Ed Cross, executive director of Cheshire-based procurement consultancy Odesma explains why it is crititical to protect your supply chains from Brexit, in whatever form it takes
This article is the view of the author and not necessarily of Ready for Brexit
With the twists and turns that the never-ending Brexit process has taken, it’s anyone’s guess what the final outcome will be. It’s definitely the most convoluted, tiresome episode of deal or no deal I’ve ever seen, and isn’t particularly helpful for businesses trying to prepare themselves for whatever leaving the EU may bring.
The reaction to the uncertainty of Brexit from a lot of organisations has been no action at all. Our key observation over the past few months has been that companies are completely freezing their spending and decision making, particularly small and medium-sized businesses.
Despite trying to protect their firms in this way, this reticence to take any action has hindered a lot of UK businesses, as we have seen overall productivity fall.
Thankfully, in recent months we have seen companies coming back out of hibernation. Businesses are starting to spend again, and demand is starting to grow.
Action is the best form of defence
For most businesses who trade with the EU, risk to their supply chain is of primary concern.
Start off by assessing the strengths and weaknesses of your supply chain. A pretty straightforward way to do this is by mapping it out geographically. Once you’ve visualised where your suppliers are based nationally and across the globe you can work back from there, giving better sight of supply-chain routes and potential border issues that could be encountered post-Brexit.
Prepare your supply chain for every eventuality
1. Agree a withdrawal clause with EU suppliers
I’ll introduce this first recommendation with an anecdotal story about my daughter’s car.
My daughter’s lease deal on her car was coming to an end and we were looking into a new lease for a latest model Fiat 500. We agreed on a competitive deal, due to the market being depressed, and ordered the car which would be delivered from Italy in a few months. A couple of weeks later, we received a call back from the car dealership. They informed us that, due to not having a clue what the outcome of the Brexit negotiations will be, the quoted price of the car could no longer be guaranteed.
The moral of this story? If you are a business that must import your products from an EU country, you need to pre-empt and protect against potential tariffs.

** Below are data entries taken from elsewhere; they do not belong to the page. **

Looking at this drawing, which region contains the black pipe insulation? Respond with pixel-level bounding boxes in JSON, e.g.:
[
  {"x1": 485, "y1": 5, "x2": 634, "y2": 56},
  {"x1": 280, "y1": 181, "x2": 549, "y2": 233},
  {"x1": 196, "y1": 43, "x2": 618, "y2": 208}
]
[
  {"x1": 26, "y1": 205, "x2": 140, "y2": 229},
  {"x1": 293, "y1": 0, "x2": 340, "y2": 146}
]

Now obviously this cannot be done by telling all your customers that your price is not guaranteed, as this is bound to lose you customers. This also cannot be done by asking your suppliers to swallow all the costs of potential tariffs, as this is bound to lose you suppliers.
Our recommendation is to agree a clause in your contract with an EU supplier that would allow you to withdraw from your agreement to purchase, should tariffs and duties be implemented.
2. See what’s on your doorstep
We have not yet seen evidence of organisations modelling potential outcomes, and we should have. Businesses are aware of what the inbound duty rates are, so they should be using this to calculate what the potential tariffs on goods coming in from the EU could be.
Once a company has looked at the impact of potential tariffs, it can make a judgement on whether it can afford to take that cost on, or if it must consider an alternative. Exploring potential onshore suppliers is the most obvious alternative. Being able to source domestically removes all risk of tariffs and is much more likely to protect the continuity of your supply.
However, this alternative to importing from the EU is likely to be favoured by most UK-based companies and we only have a limited supply capacity in the UK. So, this recommendation needs to be looked at carefully before any action is taken. It will be interesting to see if this benefits the UK economy or causes issues for businesses who can’t find a suitable alternative domestically.
3. Venture further afield
Investigate the potential to trade with overseas suppliers outside of the EU and where tariff regimes may be relaxed. We may find ourselves in a position where we must pay tariffs on EU goods. However, the government could potentially agree favourable trading terms with other countries.
If this is the case, and your business has already sought out potential suppliers in such a country, you are going to be one step ahead in securing your supply compared with other companies who have not given this thought.
The outcome of Brexit negotiations has the potential to disrupt the market significantly. Companies who have sat tight and not taken action to protect themselves could find that they are left at a massive disadvantage. Those businesses that act nimbly and have done their research to leave themselves in the best possible position could suddenly have a price advantage of 10-20%.
All in all, no one really knows how Brexit will play out, but you’ll fall at all future hurdles if you do nothing to prepare. Now is the time to put in the groundwork to mitigate risk and plan ahead, that way you and your business will be rewarded in the long term.